Lack of invariance of relativistic doppler effect for inertial frames?

Question

The equation for the relativistic doppler effect in a medium where waves travel at speed $c_m$ is $$\frac{f_r}{f_s} = \frac{c_m - v_r}{c_m-v_s}\frac{\gamma_r}{\gamma_s}$$

My question is whether this value stays invariant under velocity shifts as it does in the galilean case. That is we apply transformation, $v' = \frac{v-u}{1-\frac{uv}{c^2}}$ to the speed of waves, velocity of source and receiver and see if the equation stays the same. This doesn't seem at first glance to be true. If not, why?

Moreover let us consider the case of the doppler effect for light.
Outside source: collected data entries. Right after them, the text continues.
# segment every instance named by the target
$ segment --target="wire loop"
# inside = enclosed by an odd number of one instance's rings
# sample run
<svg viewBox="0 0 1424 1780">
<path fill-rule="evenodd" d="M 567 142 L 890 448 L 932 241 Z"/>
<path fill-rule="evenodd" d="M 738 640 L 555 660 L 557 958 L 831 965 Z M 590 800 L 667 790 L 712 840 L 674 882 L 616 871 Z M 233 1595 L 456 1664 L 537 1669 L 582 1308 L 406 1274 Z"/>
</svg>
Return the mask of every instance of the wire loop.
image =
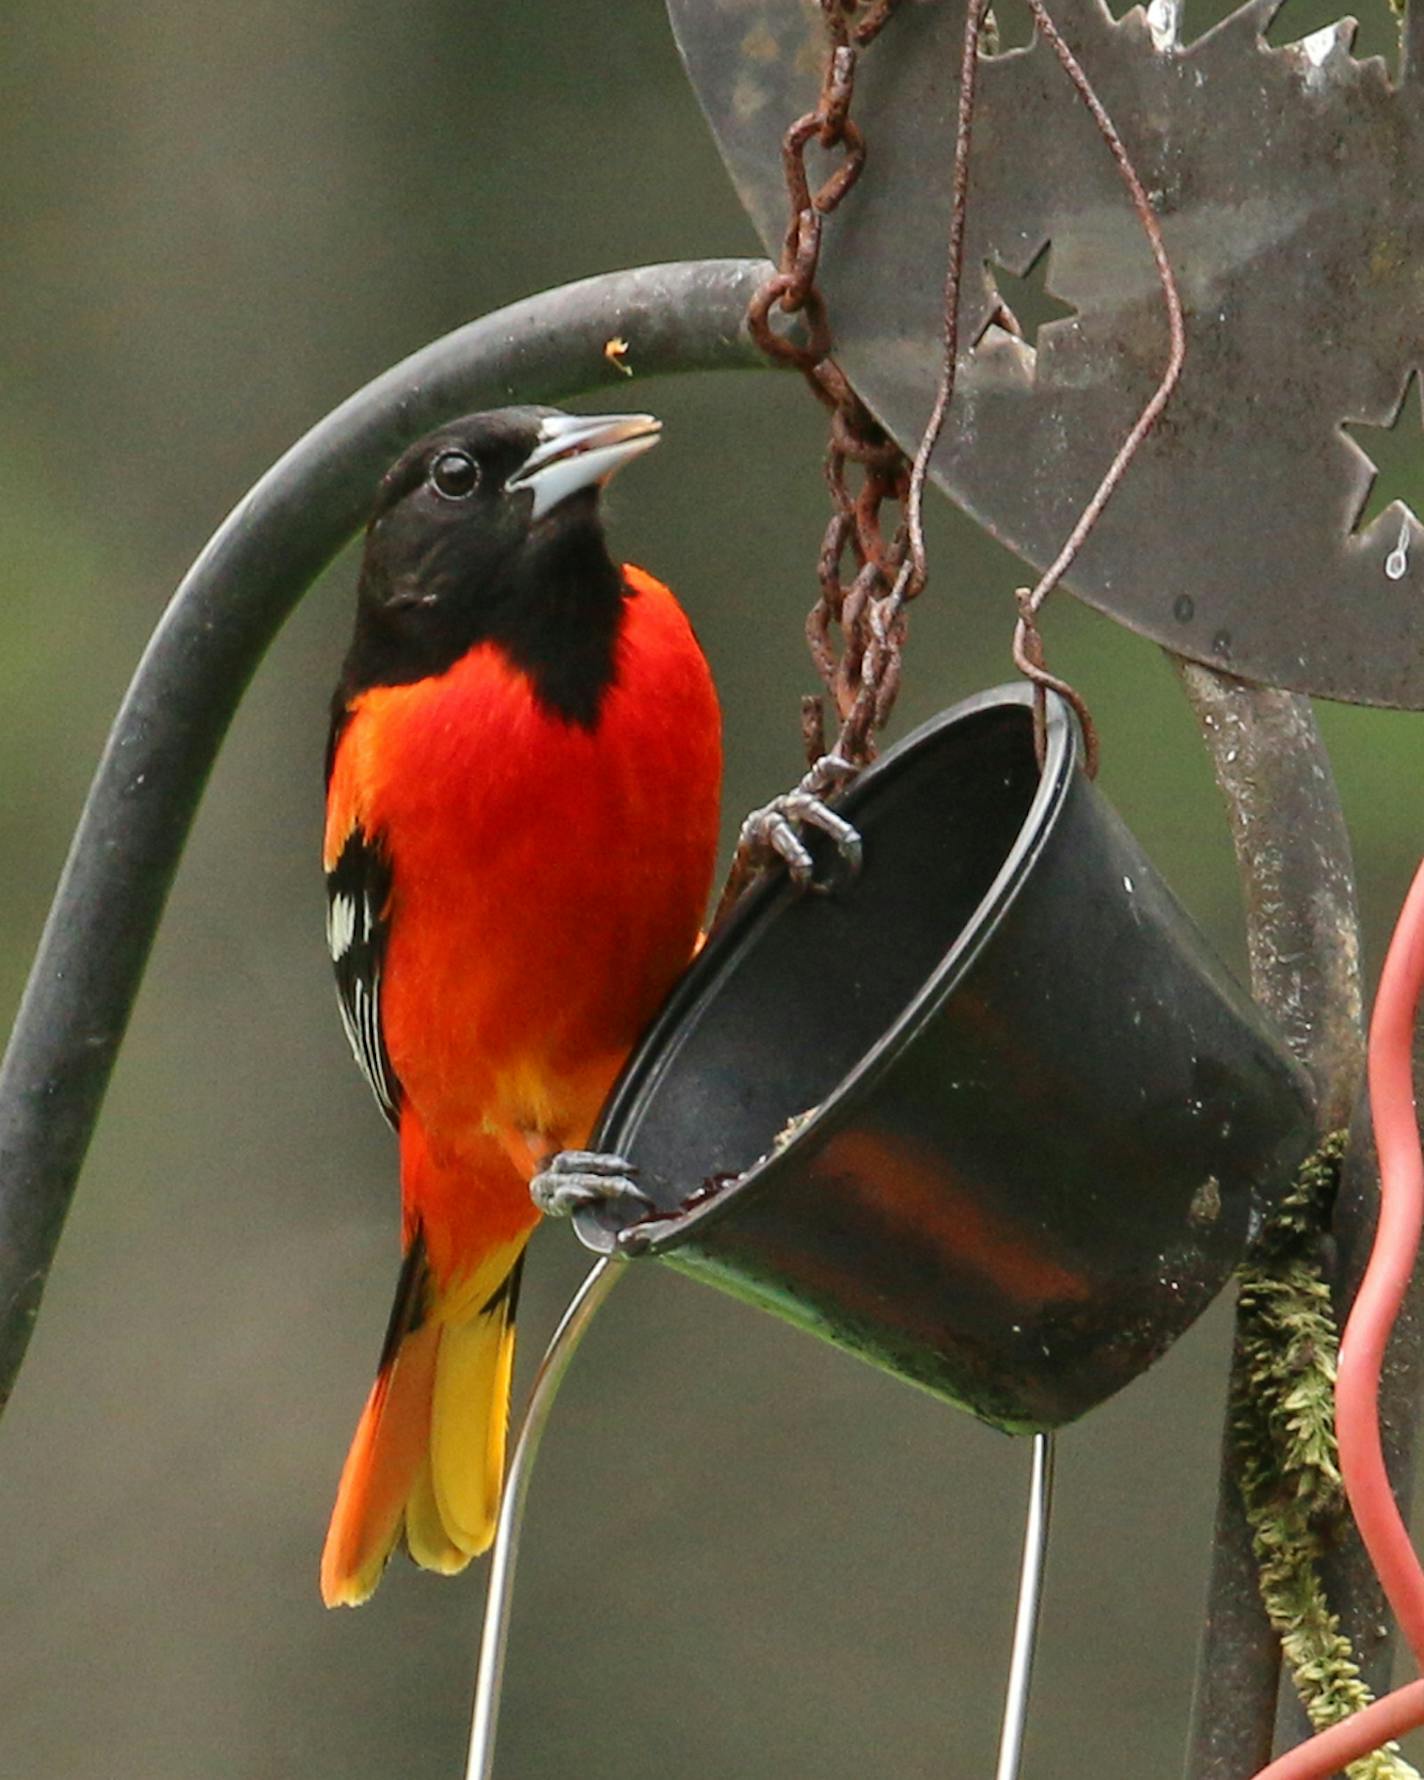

The equation simplifies to $$\frac{f_r}{f_s} = \sqrt{\frac{(c-v_r)(c+v_s)}{(c+v_r)(c-v_s)}}$$ If we look carefully, we can see that this is equivalent to the standard 'correct' relativistic doppler equation 1 cited on this wikipedia page, compounded twice. To clarify, this is equivalent to a receiver in an intermediate frame transmitting another light beam of the frequency observed by them towards the receiver. Because of the constancy of $c$ this should give us the same value (if the equation were correct), right? But still it doesn't seem like the equation is actually invariant with velocity shifts. Which then implies a contradiction to the postulates of relativity.

Just to make sure I have everything in check, I will post my derivation of the equation below.

I have tried to derive the doppler effect equation the following way. Let there be 3 frames. The source frame $S$, the medium frame $S'$ and the receiver frame $S''$. The time period in $S$ is $\Delta t$ and the velocity of the source and receiver w.r.t $S'$ is $v_s,v_r$ respectively. Applying the inverse Lorentz transforms we go from $S$ to $S'$ to find

$\Delta t'=\gamma_s\Delta t$

$\Delta x'=\gamma_sv_s\Delta t$

The path of the two periodic disturbances in $S'$ is

$x=c_mt$ and

$x-\gamma_sv_s\Delta t = c_m(t-\gamma_s\Delta t)$

and the path of the receiver is $x = v_rt+\alpha$ where $\alpha$ is the displacement of the reciever from the source. Solving for the difference between the two solutions for the two times as the wave intersects the receiver in $S'$ gives us $\tilde{\Delta t'}= \frac{c_m-v_s}{c_m-v_r}\gamma_s\Delta t$, $\tilde{\Delta x'}= v_r\tilde{\Delta t'}$. Applying Lorentz transforms gives us $\Delta t'' = \tilde{\Delta t'}(1-\frac{v_r^2}{c^2})\gamma_r$ so $\Delta t'' = \frac{c_m-v_s}{c_m-v_r}\frac{\gamma_s}{\gamma_r}\Delta t$

So

$$\frac{f_r}{f_s} = \frac{c_m - v_r}{c_m-v_s}\frac{\gamma_r}{\gamma_s}$$

I believe this derivation should apply for light waves in any frame where we have the special case $c_m = c$. If this is the case, then it is necessary that the equation should be invariant under velocity shifts. That is, $v' = \frac{v-u}{1-\frac{uv}{c^2}}$

Answer 1

Some algebraic busy work shows that the equation for light is in fact invariant under velocity shifts. One way of doing this is to see that when we plug in $$u = \frac{v_r-v_s}{1-\frac{v_rv_s}{c^2}}$$, it is possible to show that the factor becomes $$\sqrt{\frac{1-\beta}{1+\beta}}$$ where $\beta = \frac{u}{c}$.

Now it remains to show that $u$, the velocity of the receiver in the source frame is independent of frame of reference. Indeed, this is an underlying symmetry of Lorentz transformations, that stems from the fact that the spacetime vector in frame $A'$ is the same no matter how many intermediate steps you take to get from $A$ to $A'$. To check this, you can plug in velocity transformations in $u$ and see that it is invariant.

It's also invariant for waves in a medium, just the algebra is extremely tedious.

Answer 2

It's also invariant for waves in a medium, just the algebra is extremely tedious.

I think the equation for waves in a medium can be proved invariant in the following fairly simple way. You can rearrange it to give

$$\frac{f_r/\gamma_r}{f_s/\gamma_s}=\frac{c_m-v_r}{c_m-v_s}.$$

If $f_r$ refers to the proper frequency, then $\gamma_r/f_r$ is the period referred to the frame of the medium, and similarly for $\gamma_s/f_s$. Therefore the entire equation is invariant because every quantity is explicitly referred to a particular frame, so they don't transform at all.